This is a MATLAB(R) implementation of the ideas discussed in
Lopez-Calva, G. and K. Shea, "Fitting Survival Probability Models," WILMOTT Magazine, issue 45, pp. 16-22.
We estimate the parameters of three different survival probability models based on credit default swap (CDS) spreads. The parameters of the models are fitted using a nonlinear least-squares solver. For the standard model, a bootstrapping technique is also implemented, for comparisons. The mark-to-market (MtM) of an existing CDS contract is also calculated under the three alternative survival models. Code for a general survival model is provided, though it is not used in the main demo.
Dependencies: This demo uses functionality from the Financial Toolbox(TM), Fixed-Income Toolbox(TM) and Optimization Toolbox(TM).

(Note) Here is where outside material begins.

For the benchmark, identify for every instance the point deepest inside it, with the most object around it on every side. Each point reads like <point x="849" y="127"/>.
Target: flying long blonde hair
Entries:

good file, well, there is a tiny mistake. When trying to price the exsiting CDS contracts, the error occurs:
Error in rpv01 (line 9)
RPVDF = LIBOR.getDiscountFactors(RPV_Dates);
All Curve Dates must be greater than or equal to Settle.
, So that, slight adjustment for the code is needed, but still very helpful....
does any one have the paper Fitting Survival Probability Models and could share with me?
Very helpful in calculating hazard probability. A very nice work.